Grossetti was on the same page.

He said athletes should almost never “static stretch,” which is essentially holding a stretch longer than 10 seconds, prior to training. He said muscles lose their elasticity and “ability to produce force” after static stretching. Instead, he uses similar tactics as Green.

“At Youngstown State, we do a ton of mobility work before we train,” Grossetti said. “There’s a difference between mobility and flexibility. We do mobility work beforehand. Basic mobility is to get the tissues that we’re about to train with warmed up and mobile to be able to handle the load that they’re about to be forced upon.”

One basic example of a “dynamic” stretch or “mobility” is to lean forward with your hands against a wall swing each leg back and forth (side to side and front to back), Grossetti said. This rotates the hip and prepares the lower half of the body for a number of possible exercises. Again, he emphasized that the movement depends on what the upcoming workout will be.

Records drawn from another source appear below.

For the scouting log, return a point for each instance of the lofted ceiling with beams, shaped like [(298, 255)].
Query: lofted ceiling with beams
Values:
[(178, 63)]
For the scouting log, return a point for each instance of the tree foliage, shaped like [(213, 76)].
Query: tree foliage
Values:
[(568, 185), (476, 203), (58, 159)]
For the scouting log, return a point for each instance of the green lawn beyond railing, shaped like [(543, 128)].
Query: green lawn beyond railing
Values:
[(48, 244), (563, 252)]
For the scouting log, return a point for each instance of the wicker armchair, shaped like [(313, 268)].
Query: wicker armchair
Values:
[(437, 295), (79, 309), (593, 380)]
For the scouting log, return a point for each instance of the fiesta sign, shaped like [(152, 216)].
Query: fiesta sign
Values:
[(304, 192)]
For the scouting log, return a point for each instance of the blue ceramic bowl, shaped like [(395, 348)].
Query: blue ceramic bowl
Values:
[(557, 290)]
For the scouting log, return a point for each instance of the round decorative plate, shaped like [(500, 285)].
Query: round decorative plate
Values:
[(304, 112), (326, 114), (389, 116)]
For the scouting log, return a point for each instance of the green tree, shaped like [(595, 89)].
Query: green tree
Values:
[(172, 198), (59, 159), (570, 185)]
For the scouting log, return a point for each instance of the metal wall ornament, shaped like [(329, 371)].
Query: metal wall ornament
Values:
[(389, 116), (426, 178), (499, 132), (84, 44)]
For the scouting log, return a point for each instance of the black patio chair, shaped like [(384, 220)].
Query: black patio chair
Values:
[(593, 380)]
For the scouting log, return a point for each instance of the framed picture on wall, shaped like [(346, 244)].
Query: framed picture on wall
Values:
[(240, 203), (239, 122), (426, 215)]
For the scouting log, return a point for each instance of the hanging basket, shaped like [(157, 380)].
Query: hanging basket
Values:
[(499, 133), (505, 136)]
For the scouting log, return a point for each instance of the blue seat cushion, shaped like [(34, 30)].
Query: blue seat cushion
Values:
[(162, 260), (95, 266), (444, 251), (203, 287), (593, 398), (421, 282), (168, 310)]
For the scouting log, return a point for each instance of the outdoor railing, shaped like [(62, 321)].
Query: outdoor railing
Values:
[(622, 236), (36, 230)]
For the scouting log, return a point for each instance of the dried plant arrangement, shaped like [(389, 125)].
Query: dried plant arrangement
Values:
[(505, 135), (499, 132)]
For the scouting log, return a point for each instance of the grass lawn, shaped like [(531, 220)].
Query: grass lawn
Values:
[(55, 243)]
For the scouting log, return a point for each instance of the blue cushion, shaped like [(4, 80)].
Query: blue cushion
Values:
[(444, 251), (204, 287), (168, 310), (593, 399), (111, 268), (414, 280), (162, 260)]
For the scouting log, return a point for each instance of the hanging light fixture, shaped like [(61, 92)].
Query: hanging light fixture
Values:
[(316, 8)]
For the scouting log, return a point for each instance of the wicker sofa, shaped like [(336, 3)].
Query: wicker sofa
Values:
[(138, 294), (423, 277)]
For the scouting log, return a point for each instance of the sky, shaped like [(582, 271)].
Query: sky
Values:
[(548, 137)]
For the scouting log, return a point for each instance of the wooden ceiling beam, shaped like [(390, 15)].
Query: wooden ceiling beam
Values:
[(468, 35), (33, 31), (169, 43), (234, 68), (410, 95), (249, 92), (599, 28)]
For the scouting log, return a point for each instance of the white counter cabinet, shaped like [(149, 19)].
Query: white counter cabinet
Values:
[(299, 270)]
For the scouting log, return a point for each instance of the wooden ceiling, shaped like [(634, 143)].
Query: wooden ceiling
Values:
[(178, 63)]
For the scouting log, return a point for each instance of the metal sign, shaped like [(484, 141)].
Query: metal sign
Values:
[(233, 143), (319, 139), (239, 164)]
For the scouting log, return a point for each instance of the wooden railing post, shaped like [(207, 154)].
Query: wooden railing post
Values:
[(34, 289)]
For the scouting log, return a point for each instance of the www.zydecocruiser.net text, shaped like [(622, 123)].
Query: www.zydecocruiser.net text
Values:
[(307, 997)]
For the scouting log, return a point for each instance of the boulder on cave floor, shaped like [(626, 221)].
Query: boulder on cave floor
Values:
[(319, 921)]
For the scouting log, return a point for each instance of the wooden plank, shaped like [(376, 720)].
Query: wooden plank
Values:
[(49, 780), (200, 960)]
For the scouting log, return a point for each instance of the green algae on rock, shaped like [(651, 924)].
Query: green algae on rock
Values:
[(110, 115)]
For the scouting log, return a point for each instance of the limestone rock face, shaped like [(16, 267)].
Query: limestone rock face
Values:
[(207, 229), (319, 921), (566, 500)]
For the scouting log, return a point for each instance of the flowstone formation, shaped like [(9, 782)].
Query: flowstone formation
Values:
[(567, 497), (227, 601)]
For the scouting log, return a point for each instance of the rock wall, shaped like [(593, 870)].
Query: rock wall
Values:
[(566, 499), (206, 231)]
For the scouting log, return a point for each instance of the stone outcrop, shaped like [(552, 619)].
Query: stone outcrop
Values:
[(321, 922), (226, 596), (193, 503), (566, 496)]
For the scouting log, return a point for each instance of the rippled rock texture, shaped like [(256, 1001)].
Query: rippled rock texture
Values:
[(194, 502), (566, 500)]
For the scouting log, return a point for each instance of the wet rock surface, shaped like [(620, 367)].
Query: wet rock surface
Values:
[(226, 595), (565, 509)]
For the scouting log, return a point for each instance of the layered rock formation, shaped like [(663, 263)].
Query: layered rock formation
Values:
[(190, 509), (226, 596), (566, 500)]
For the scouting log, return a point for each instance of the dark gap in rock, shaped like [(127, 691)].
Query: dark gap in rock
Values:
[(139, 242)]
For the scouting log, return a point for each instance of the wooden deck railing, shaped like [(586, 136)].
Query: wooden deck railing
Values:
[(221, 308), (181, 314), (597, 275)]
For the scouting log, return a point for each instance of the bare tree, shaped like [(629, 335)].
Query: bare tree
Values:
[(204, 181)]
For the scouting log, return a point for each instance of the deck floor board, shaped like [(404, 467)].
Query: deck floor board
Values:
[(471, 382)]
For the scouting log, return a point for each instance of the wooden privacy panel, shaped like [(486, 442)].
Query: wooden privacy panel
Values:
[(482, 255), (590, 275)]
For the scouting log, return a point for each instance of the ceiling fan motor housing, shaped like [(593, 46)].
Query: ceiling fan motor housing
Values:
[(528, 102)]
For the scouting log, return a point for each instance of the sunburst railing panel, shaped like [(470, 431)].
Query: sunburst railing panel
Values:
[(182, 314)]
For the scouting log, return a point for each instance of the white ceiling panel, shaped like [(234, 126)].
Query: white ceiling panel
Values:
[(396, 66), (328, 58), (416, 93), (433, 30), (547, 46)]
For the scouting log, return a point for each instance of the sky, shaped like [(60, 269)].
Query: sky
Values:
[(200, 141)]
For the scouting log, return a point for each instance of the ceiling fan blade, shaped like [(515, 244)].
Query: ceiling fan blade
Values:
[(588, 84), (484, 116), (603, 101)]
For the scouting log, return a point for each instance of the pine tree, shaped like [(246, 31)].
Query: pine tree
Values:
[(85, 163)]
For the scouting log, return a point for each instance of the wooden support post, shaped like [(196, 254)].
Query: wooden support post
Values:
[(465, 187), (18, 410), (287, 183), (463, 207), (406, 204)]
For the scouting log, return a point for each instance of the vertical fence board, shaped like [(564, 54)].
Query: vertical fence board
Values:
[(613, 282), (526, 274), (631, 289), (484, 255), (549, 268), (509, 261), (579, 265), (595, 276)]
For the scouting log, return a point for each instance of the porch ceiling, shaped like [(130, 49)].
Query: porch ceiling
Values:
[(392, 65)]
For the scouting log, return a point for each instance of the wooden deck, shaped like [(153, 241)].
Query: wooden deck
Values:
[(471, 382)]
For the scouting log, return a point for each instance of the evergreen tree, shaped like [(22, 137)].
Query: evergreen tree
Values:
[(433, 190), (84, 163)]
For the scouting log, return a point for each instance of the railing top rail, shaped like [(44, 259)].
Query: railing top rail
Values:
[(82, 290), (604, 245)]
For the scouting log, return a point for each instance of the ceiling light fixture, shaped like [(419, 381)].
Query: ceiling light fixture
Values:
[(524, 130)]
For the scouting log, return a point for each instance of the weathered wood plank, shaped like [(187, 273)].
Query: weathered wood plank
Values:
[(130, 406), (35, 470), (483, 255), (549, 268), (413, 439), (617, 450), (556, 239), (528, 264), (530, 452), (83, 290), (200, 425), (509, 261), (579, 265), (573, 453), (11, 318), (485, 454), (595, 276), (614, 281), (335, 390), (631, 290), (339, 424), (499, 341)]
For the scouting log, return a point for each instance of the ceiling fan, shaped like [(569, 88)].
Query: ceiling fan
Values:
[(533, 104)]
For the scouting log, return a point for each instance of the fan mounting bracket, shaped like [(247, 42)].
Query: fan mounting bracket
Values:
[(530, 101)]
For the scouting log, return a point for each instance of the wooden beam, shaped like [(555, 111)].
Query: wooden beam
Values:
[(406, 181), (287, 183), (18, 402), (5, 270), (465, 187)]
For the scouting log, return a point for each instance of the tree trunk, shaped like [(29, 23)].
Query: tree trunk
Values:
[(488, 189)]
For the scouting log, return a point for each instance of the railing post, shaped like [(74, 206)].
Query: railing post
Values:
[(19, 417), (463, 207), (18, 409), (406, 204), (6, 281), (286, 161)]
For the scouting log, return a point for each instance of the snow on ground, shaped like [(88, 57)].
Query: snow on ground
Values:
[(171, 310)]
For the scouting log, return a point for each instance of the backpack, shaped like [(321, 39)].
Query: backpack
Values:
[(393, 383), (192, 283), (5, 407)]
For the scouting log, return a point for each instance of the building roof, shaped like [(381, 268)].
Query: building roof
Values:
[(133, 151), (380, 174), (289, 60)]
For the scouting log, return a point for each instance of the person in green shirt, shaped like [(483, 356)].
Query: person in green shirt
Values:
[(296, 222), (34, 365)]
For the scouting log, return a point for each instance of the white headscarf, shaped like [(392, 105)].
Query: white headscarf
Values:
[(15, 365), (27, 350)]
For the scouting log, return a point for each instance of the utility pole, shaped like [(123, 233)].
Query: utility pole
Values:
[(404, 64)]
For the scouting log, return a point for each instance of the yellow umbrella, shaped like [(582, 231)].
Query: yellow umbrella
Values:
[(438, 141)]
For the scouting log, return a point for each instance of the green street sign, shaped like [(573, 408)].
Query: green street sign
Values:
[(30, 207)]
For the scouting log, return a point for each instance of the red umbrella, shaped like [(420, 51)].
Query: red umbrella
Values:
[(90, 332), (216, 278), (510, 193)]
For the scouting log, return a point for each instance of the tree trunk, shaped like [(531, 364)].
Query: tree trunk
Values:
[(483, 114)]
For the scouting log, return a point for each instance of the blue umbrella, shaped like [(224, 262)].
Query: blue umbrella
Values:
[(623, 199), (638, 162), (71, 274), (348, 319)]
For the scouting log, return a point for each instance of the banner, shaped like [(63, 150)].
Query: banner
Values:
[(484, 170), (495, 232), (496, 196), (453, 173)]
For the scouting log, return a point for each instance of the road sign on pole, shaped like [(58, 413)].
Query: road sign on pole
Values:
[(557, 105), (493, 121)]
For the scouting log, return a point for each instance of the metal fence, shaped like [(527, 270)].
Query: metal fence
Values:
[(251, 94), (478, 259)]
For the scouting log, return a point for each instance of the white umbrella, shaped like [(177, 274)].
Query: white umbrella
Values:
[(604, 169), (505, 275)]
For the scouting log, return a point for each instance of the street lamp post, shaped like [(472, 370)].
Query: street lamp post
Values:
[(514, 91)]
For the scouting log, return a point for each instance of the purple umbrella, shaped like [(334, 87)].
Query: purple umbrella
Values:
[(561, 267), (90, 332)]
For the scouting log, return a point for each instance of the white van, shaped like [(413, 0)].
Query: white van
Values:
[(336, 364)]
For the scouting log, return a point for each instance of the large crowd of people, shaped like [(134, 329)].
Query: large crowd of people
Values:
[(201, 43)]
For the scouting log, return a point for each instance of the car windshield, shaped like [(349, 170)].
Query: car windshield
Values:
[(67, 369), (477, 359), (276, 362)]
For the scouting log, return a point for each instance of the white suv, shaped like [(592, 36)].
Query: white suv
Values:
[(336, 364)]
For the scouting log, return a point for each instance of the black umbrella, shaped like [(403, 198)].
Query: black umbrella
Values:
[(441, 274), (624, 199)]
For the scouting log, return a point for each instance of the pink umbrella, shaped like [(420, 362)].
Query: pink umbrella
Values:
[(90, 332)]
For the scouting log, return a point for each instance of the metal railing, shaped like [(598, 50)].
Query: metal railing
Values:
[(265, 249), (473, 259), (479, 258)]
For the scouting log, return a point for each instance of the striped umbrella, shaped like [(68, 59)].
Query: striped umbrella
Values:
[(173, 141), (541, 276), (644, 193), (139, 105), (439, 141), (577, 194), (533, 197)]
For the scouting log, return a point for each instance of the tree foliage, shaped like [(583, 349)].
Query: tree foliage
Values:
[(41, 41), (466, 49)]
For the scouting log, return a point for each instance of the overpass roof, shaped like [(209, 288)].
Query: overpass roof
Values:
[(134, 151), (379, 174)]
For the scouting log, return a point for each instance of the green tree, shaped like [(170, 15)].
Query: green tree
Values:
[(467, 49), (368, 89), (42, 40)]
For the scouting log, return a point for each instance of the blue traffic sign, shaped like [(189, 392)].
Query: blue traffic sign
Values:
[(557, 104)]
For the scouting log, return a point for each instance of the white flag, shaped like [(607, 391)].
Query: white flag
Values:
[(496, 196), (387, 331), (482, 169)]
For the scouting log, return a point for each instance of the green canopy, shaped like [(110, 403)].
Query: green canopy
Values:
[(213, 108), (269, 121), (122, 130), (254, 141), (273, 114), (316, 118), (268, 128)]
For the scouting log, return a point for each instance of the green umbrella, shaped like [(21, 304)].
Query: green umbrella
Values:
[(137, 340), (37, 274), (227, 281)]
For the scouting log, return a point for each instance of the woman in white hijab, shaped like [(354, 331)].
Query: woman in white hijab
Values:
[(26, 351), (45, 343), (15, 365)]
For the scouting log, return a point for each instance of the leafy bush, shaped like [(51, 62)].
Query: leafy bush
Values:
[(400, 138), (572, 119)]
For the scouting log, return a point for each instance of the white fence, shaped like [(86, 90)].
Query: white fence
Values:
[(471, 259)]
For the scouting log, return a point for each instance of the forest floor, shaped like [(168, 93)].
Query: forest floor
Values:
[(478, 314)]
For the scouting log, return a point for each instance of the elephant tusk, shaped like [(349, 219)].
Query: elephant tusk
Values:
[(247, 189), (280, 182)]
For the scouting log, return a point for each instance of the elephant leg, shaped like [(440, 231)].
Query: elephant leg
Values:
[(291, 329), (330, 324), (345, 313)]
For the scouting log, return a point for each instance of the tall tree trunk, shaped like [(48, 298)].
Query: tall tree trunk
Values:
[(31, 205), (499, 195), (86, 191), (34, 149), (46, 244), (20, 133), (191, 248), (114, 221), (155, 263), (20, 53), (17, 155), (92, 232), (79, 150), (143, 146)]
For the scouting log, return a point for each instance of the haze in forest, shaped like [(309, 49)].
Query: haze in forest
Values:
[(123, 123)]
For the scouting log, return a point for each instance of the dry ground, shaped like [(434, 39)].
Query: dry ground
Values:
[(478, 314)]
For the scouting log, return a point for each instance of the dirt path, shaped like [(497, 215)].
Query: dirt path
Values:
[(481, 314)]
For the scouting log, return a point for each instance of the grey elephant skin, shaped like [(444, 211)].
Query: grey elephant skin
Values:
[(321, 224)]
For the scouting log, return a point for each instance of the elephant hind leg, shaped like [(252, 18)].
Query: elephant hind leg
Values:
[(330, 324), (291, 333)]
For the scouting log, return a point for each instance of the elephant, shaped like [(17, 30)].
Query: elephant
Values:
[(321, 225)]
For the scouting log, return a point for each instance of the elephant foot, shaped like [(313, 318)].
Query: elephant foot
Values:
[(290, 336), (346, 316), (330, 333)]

“Mobility is more about your joints,” he said. “Flexibility is more about your muscles.

Muse added a little wrinkle to the warm-up.

The 2014 Liberty High School graduate is a strength and conditioning coach at Mercer University in Macon, Georgia, after stops at Duke and North Carolina State. He agrees that static stretching prior to training is not helpful. He does like to work in another tactic.

“I’m a big fan of doing some soft-tissue work with like foam rollers, lacrosse balls, baseballs, stuff like that, to break up the some of the scar tissue that they may have in those sore areas,” said Muse of pressing and rolling different implements against sore areas of the body. “I do that before sprinting or lifting. After they get their workout in, if they feel like they need to stretch afterwards, I’d let them do that.”

While stretching before training was frowned upon, all agreed that yoga is a great workout to help with recovery and flexibility.

Some other important areas of preparation, according to all three, were having proper rest, being hydrated and not allowing TV, phones or electronic devices to distract from the workout.

“Your nutrition, your hydration and your sleep play a pretty big role,” Grossetti said.